Imported fuel not connected to road conditions


I am writing in response to an article titled, “Authority to earn revenue” (The National, Nov 15).
The first sentence read, “The National Roads Authority will now earn revenue from the 4t of the imported diesel exercise component to assist in its operations as gazette by the government, according to reports”.
It further stated that NRA is currently charging 4t on local diesel exercise component which with inclusion of four toea on imported diesel exercise component will increase to eight toea in total.
Furthermore, there is no logic in charging 8t on local and imported diesel exercise component with respect to NRA’s operations in maintaining the national roads in PNG.

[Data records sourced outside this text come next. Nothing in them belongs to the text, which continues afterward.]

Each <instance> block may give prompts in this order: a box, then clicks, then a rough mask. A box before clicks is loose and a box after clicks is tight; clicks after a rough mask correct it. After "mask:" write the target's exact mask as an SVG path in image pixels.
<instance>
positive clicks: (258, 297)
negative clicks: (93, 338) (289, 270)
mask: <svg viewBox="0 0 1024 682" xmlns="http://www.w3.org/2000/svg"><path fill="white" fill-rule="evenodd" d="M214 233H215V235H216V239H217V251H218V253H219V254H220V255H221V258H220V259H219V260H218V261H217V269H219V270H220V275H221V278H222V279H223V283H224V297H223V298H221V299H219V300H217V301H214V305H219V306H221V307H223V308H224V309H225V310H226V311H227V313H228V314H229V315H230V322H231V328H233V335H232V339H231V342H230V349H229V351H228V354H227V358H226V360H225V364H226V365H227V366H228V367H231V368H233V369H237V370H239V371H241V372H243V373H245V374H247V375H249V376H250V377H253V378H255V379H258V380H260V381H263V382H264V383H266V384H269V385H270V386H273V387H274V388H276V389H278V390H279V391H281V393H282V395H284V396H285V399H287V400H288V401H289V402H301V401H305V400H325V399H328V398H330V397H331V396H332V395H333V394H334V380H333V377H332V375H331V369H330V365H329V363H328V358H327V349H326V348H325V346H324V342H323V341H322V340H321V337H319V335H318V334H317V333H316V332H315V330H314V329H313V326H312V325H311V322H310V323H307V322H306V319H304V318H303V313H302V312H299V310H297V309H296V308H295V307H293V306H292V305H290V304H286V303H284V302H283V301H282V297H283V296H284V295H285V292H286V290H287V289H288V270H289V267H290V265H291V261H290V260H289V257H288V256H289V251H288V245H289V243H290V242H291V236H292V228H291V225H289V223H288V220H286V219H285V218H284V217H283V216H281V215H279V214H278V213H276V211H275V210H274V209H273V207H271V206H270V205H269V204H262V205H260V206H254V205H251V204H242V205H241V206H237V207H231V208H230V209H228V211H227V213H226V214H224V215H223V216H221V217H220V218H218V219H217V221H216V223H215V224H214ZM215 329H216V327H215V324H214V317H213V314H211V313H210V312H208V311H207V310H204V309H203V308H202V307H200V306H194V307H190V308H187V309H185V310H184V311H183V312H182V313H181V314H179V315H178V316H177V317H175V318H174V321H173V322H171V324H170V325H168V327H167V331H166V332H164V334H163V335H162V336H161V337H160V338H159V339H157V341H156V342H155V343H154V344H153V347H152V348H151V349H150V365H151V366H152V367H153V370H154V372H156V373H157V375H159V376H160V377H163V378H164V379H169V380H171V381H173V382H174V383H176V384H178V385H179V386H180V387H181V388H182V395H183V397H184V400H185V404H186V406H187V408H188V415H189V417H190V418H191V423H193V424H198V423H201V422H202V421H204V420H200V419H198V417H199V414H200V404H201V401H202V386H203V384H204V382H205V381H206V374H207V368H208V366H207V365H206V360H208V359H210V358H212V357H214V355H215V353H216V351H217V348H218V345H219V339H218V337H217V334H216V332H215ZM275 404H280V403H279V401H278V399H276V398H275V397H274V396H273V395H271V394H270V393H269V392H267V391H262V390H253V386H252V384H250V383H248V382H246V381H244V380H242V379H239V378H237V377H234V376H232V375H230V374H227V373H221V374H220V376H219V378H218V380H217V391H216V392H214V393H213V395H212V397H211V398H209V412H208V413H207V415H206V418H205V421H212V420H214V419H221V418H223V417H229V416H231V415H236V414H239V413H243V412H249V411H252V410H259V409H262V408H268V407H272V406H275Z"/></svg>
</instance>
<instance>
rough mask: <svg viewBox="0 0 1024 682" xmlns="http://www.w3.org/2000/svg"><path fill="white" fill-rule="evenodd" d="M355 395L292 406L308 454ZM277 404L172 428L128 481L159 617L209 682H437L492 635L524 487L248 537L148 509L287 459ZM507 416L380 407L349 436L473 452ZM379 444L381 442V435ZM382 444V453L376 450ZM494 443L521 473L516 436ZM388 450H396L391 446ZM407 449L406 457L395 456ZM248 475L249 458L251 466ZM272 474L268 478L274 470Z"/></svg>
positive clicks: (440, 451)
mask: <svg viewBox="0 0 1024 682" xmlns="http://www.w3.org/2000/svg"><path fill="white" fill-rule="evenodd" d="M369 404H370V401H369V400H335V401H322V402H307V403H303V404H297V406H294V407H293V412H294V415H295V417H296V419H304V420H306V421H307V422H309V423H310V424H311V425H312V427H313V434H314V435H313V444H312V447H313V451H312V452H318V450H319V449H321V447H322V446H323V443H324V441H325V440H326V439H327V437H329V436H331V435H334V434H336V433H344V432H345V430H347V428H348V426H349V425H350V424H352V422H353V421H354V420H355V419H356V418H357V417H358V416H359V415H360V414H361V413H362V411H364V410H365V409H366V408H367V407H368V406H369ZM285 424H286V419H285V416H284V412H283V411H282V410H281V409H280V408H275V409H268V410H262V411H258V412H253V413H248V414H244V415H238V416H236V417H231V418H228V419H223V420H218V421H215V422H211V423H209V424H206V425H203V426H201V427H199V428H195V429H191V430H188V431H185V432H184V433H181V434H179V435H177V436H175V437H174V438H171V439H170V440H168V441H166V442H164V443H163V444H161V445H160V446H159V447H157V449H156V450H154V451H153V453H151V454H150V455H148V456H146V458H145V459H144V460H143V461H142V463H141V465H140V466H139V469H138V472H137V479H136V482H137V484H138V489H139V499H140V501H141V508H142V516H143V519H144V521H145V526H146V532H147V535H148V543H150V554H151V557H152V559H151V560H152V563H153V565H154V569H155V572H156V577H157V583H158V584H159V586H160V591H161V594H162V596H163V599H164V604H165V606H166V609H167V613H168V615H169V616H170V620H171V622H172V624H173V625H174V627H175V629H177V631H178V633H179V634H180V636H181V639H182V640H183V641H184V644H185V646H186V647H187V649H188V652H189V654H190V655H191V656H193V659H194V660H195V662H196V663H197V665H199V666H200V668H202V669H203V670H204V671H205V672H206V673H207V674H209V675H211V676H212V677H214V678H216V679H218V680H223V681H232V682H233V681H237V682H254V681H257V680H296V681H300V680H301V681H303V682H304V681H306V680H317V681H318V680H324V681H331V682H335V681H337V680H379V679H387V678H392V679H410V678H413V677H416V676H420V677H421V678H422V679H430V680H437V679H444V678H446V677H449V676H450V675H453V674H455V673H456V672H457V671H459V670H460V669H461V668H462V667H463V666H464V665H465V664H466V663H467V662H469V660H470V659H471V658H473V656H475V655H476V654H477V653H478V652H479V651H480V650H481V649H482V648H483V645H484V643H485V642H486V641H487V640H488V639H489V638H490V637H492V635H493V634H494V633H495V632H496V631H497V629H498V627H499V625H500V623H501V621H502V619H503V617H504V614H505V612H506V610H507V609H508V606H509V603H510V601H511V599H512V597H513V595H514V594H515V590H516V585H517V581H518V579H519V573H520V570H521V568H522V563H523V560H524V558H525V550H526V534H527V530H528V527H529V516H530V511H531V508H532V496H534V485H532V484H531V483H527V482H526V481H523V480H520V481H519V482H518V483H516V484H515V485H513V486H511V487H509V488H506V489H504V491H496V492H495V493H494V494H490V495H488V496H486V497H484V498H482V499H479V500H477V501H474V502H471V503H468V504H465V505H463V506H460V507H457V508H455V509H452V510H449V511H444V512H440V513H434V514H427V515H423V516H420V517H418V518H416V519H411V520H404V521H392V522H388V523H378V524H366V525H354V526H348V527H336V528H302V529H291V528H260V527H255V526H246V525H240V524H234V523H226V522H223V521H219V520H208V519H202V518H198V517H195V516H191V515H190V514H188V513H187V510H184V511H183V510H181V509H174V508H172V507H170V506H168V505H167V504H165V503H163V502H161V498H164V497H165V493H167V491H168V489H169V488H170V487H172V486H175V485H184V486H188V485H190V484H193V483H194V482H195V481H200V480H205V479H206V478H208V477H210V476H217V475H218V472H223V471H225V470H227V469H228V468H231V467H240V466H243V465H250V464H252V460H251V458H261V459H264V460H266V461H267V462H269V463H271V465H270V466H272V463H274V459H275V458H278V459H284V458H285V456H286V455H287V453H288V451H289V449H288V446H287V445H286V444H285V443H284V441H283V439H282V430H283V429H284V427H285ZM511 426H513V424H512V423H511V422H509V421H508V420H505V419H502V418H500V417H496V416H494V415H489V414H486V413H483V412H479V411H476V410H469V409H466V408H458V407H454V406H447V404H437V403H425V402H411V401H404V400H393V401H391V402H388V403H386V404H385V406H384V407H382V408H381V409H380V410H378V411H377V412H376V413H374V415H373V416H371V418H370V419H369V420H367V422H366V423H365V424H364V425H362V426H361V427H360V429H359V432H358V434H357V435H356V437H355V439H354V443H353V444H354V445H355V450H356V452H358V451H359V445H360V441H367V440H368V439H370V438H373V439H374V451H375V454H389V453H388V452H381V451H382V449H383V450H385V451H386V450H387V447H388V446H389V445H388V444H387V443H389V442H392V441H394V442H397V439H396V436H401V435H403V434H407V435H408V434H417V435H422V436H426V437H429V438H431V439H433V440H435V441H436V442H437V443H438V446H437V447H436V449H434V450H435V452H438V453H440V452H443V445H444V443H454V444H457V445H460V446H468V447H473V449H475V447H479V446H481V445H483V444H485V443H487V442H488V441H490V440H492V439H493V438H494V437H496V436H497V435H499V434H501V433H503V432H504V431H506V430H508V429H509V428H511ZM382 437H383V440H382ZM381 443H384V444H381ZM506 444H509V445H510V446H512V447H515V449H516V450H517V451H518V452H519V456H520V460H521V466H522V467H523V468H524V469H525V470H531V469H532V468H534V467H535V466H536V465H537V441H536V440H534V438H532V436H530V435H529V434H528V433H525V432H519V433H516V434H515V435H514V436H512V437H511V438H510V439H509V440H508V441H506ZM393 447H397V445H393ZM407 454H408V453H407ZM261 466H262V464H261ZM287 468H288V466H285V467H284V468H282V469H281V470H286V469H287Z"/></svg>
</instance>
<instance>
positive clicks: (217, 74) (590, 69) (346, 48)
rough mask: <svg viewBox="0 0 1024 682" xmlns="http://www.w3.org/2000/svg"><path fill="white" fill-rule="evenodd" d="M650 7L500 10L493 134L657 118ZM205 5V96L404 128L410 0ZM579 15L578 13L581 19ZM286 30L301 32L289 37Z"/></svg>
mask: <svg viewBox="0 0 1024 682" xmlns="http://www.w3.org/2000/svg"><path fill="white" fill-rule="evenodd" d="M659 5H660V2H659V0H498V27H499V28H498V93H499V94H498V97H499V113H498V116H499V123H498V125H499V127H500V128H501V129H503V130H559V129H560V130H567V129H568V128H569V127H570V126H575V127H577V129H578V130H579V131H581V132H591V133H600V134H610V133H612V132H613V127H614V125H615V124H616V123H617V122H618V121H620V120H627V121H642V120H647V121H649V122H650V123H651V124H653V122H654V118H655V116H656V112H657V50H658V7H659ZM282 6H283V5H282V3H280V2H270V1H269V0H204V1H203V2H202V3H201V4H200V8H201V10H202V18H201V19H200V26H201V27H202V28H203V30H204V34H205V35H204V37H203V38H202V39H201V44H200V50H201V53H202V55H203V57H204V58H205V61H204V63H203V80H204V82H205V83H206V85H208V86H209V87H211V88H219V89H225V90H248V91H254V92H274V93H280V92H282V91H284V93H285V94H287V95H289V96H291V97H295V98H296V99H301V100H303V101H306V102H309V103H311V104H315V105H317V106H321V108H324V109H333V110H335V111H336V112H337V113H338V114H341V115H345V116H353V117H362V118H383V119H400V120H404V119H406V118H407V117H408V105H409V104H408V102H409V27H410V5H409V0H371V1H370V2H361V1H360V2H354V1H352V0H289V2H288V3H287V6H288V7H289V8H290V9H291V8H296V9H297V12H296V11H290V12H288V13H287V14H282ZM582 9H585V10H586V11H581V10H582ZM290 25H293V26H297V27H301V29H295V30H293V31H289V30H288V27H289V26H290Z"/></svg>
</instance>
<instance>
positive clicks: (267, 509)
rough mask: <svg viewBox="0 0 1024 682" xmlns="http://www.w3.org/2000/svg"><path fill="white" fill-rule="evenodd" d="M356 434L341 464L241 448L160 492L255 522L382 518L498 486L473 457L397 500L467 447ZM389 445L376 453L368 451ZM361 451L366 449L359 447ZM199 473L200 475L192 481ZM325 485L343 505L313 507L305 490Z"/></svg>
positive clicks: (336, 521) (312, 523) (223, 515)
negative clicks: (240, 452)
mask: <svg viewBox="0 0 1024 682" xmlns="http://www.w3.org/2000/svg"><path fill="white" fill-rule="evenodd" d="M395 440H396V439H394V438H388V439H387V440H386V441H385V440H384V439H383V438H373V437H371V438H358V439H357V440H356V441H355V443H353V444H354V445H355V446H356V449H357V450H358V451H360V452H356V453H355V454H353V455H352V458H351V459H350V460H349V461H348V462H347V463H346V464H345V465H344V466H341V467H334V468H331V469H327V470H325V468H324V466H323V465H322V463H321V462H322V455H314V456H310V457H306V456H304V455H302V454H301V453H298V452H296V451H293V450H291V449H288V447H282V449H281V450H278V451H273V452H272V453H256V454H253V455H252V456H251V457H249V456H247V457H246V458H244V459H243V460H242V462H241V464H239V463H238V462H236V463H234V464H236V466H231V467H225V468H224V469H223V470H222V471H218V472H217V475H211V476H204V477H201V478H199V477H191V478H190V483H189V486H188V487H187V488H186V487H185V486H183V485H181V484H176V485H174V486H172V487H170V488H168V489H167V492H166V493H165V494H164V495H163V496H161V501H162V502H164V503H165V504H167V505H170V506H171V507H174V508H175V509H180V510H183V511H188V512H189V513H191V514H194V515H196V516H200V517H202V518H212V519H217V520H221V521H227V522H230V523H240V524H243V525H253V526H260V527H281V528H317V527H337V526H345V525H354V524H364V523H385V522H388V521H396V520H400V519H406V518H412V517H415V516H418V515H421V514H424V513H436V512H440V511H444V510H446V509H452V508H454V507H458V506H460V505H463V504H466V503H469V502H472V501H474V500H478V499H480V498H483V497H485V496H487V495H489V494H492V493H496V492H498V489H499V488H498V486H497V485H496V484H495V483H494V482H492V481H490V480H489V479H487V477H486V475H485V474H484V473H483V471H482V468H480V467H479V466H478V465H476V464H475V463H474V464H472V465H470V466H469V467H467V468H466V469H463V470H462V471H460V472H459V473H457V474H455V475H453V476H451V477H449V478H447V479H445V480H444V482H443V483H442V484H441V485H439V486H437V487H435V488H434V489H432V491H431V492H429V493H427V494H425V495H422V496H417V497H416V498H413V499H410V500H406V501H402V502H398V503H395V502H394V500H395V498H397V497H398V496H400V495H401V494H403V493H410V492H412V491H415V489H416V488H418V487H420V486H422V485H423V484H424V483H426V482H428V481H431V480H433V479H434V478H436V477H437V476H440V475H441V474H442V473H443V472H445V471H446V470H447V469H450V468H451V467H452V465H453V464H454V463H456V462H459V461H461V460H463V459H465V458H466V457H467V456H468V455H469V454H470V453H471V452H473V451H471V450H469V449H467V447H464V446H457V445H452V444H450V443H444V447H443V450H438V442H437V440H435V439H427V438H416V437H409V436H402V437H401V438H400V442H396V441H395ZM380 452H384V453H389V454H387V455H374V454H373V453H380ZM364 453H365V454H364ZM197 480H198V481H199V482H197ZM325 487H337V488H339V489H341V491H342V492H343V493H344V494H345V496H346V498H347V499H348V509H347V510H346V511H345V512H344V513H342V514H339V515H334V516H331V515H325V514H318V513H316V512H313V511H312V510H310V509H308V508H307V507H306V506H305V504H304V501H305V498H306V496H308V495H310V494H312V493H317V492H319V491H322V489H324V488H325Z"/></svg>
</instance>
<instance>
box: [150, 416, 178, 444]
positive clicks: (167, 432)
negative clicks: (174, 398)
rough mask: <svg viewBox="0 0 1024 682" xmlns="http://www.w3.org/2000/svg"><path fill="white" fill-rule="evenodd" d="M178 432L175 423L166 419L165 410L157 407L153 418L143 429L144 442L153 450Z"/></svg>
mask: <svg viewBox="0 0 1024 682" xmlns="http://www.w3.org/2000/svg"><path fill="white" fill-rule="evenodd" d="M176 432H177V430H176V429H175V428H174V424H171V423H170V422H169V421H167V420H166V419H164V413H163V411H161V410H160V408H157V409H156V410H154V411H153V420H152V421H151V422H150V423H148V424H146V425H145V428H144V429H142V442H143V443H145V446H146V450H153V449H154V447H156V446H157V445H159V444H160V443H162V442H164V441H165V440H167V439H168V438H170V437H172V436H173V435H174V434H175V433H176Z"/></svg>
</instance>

The “wear and tear” of national roads has nothing to do with local and imported diesel exercise component.
This is caused by usage of the national roads by vehicles, among other factors.
This charge should be charged on registration of cars that are using the road. There is no logic in all this gazetted rates.
One would argue that diesel is an important source of energy which make more than 30 per cent of PNG Power electricity generation.
This four toea charge on imported diesel by Puma Energy or Mobil may pass on to PNG Power costs. This cost will then pass on to electricity customers.
The 4t charge is irrelevant and only adds to costs by other industries and its customers. NRA should be smart and not just creating a joke for the government to approve.
The best suggestion is to have the fee as a variable in the calculation of registration of vehicles annually in PNG.
This is because vehicles are one of the factors that contribute to ‘wear and tear’ on our roads, among other factors.